Autour de l'anarcho-syndicalisme...

Ploum, ploum, tralala...

Lundi 25 novembre, le Collège du Travail et la Conférence Universitaire des Associations d'Etudiants organisaient, avec l'Association pour l'étude de l'histoire du mouvement ouvrier, le Centre international de recherche sur l'anarchisme et l'Ecole syndicale d'Unia, une rencontre autour de Lucien Tronchet et de ses combats, syndicaux mais aussi politiques. Et du 14 au 17 novembre, à Saint Imier, se tenaient à l'Espace Noir des « journées de l'anarcho-syndicalisme et du syndicalisme révolutionnaire » (www.espacenoir.ch). Mais d'où, de si loin, nous revient donc l'anarcho-syndicalisme ?


 




Toute la place, tout le soleil, et tout le temps...

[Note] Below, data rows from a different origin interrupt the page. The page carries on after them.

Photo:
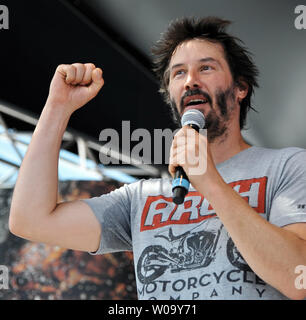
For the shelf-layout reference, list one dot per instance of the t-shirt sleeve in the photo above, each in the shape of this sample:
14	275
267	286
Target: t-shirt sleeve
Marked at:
289	202
113	212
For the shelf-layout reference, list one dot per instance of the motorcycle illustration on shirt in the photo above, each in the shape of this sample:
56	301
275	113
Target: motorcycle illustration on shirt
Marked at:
189	250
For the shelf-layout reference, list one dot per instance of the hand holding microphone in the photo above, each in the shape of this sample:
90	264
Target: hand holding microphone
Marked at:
180	185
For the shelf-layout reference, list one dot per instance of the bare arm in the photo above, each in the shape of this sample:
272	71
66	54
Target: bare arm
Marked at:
35	214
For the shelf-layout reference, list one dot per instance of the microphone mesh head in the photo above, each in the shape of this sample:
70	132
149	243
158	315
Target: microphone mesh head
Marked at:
193	116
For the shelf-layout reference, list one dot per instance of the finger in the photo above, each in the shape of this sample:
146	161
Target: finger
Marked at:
97	82
89	67
80	71
67	72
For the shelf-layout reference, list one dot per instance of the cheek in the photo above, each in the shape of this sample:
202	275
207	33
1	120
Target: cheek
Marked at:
174	94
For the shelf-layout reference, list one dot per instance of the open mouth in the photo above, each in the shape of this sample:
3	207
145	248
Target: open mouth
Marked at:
195	101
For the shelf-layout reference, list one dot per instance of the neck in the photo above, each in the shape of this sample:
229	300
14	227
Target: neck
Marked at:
228	145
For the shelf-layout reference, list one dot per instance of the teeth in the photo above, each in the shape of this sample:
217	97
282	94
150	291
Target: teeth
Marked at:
197	101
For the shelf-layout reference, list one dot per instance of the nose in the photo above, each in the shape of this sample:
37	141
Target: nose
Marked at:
192	81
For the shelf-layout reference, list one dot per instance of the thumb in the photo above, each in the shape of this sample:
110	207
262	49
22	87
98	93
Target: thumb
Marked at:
97	82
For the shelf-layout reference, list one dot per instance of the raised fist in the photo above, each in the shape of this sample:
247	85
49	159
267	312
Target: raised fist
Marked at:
74	85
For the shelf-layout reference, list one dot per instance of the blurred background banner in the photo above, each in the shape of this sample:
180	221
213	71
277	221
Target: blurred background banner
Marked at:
117	35
39	271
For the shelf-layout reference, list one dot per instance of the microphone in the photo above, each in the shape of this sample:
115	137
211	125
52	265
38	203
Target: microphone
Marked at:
180	184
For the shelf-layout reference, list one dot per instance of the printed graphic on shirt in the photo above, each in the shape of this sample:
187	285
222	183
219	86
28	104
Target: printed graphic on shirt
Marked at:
196	248
160	211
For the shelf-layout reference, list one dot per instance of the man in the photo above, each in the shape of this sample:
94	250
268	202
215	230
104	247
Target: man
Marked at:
241	231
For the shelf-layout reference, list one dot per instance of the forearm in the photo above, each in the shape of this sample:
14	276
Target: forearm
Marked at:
271	252
35	193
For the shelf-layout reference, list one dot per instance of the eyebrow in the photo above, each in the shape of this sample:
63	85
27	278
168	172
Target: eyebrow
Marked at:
208	59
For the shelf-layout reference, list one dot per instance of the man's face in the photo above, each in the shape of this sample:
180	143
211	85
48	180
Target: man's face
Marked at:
200	78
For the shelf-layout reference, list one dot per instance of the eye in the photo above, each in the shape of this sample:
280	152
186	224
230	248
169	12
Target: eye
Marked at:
179	72
206	68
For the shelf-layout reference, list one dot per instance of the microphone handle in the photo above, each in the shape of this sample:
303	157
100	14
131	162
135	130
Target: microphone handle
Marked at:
180	184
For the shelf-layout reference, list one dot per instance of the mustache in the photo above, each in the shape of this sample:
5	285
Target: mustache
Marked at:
193	93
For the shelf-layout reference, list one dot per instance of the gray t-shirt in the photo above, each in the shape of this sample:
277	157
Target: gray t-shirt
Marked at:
185	252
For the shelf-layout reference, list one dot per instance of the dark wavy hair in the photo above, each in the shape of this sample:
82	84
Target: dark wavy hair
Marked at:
212	29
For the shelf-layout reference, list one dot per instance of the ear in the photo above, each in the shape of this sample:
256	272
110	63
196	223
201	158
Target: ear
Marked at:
242	90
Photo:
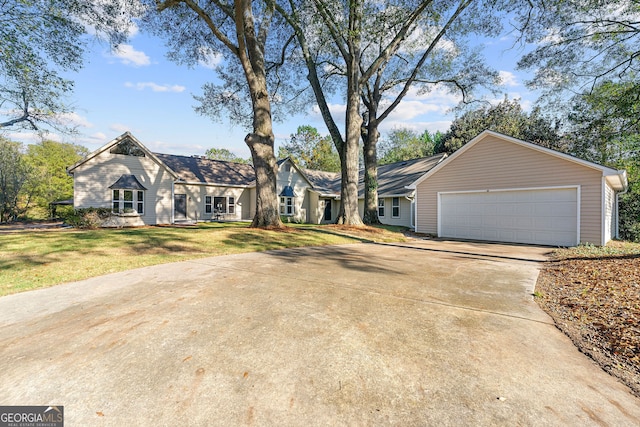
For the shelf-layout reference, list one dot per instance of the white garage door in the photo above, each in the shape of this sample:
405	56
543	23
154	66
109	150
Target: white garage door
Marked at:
538	216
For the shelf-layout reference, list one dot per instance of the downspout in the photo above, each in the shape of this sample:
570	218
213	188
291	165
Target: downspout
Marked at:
173	200
412	212
618	211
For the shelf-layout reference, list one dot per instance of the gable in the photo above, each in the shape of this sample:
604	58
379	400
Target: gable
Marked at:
494	153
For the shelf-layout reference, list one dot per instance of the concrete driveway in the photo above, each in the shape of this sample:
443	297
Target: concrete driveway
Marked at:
428	333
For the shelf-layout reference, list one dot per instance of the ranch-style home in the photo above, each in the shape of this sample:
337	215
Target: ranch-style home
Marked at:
494	188
145	188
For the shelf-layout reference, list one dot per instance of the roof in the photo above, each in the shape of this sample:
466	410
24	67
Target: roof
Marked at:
202	170
616	178
127	182
393	178
325	183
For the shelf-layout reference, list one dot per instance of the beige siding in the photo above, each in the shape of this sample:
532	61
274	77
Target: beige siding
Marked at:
404	219
609	213
196	194
494	163
93	178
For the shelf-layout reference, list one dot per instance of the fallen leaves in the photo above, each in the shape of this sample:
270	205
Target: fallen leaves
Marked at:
595	299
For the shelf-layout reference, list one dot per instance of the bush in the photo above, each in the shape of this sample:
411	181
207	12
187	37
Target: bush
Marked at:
88	218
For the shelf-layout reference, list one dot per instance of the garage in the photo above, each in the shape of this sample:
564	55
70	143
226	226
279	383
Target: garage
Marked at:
542	216
502	189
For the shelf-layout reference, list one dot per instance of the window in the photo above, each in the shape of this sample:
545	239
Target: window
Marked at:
395	207
220	204
381	207
128	202
286	206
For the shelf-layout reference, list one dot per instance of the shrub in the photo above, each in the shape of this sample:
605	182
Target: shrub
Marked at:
88	218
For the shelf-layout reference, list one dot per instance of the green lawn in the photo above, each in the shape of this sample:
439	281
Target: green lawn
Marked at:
31	260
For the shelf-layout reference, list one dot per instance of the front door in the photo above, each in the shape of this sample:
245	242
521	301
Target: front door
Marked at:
180	207
327	210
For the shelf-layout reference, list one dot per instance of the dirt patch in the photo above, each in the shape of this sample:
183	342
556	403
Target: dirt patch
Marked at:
594	298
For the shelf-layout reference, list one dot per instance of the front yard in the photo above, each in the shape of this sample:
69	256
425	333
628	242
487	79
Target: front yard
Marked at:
37	259
593	295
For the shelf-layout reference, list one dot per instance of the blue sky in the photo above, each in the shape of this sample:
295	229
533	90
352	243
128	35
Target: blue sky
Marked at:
137	89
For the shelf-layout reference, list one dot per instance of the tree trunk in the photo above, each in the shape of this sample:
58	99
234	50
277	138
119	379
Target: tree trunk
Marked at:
349	214
370	150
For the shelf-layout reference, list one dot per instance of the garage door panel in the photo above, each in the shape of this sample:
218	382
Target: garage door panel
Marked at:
538	216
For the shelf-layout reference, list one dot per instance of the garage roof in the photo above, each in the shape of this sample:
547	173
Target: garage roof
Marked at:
616	178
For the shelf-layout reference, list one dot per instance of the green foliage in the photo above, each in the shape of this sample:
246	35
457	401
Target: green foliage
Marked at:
15	174
604	128
88	218
311	150
48	161
405	144
225	155
41	41
507	118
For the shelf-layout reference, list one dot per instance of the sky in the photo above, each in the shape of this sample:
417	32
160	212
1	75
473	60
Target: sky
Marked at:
137	89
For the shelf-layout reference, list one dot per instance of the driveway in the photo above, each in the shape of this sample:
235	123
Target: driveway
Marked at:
427	333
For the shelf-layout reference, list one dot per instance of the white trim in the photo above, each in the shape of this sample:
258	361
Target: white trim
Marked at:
605	170
114	142
208	184
562	187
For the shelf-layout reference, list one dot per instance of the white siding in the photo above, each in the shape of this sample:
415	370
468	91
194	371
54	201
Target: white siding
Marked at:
196	194
93	178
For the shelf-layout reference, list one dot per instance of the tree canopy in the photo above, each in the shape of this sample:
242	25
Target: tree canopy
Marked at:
225	155
311	150
508	118
42	41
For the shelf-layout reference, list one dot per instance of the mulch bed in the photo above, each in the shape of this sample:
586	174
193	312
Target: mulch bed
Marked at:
596	302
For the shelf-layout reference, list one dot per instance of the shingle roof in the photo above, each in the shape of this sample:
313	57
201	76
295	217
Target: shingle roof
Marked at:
326	183
198	169
394	177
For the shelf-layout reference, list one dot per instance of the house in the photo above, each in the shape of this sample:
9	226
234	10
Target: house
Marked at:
145	188
499	188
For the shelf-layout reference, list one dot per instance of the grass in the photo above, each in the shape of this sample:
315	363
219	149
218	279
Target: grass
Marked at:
31	260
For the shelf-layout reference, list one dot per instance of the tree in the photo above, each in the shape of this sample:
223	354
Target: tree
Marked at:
41	40
14	176
48	161
508	118
435	56
331	35
604	127
225	155
240	31
311	150
405	144
580	43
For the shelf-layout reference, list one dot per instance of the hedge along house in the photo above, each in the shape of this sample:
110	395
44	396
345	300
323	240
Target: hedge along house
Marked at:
498	188
145	188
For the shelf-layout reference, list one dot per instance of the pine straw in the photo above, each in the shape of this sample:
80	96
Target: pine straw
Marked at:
593	295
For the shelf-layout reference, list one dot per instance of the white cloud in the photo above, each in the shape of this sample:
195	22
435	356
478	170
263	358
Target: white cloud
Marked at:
119	127
73	120
212	60
507	78
129	56
155	87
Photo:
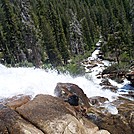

Ploum, ploum, tralala, les anars sont toujours là »... Mais d'où, de si loin, nous revient donc l'anarcho-syndicalisme ? Et pourquoi, en ce moment ? Il n'avait certes pas disparu de notre horizon politique, mais il y campait nimbé de nostalgie, plus que d'enseignements politiques. Et le voilà qui revient -moins comme une vieille taupe que comme un vieux chat de gouttière, et moins comme un mode d'organisation syndicale (et donc politique, quelque répugnance qu'il ait à l'égard des partis politiques) que comme le rappel de quelques principes, et comme une critique radicale du syndicalisme tel que nous en avons hérité des années cinquante et soixante du siècle passé. Un syndicalisme, quelque variante que l’on en examine, dont nous n’attendions plus grand chose -sinon l’élévation du niveau de survie, mais souvent au prix de l’abaissement du seuil de tolérance à l’aliénation, et, surtout, du maintien du lien laborieux, liant celui qui vend sa force de travail à celui qui l’achète, liant le travailleur à la marchandise.
Il est vrai que si l’on se contente de demander au capitalisme de l’argent (ou du temps, ce qui pour lui revient au même), c’est qu’on a eu largement le temps d’apprendre qu’il ne fallait rien en attendre d’autre que de l’argent. Le capitalisme peut partager (un peu) ses profits, si ce partage lui rapporte -et il lui rapporte, ainsi que l’illustre la création de l’Etat social  : elle a renforcé le capitalisme ; elle a «produit» des consommateurs capables de consommer beaucoup plus que les hâves prolétaires du XIXème siècle ; elle a aussi «produit des producteurs » infiniment plus efficaces que les manœuvres analphabètes de la révolution industrielle; elle a enfin accordé à tous les sociétaires des sociétés postindustrielles des moyens d’existence, et donc de consommation, garantis, même en cas d’incapacité de travail.
L'anarcho-syndicalisme ne s'en contente pas. Il ne revendiquait pas seulement plus de beurre sur les tartines, ne posait pas seulement la question de l'indépendance des syndicats à l'égard de l'Etat et des partis politiques : il se donnait aussi pour tâche de rompre les liens sociaux produits par le capital, quand le syndicalisme traditionnel n’avait plus guère de projet que celui de les maintenir et, quand il le peut, de les renforcer (à commencer par le salariat, à continuer par l’Etat).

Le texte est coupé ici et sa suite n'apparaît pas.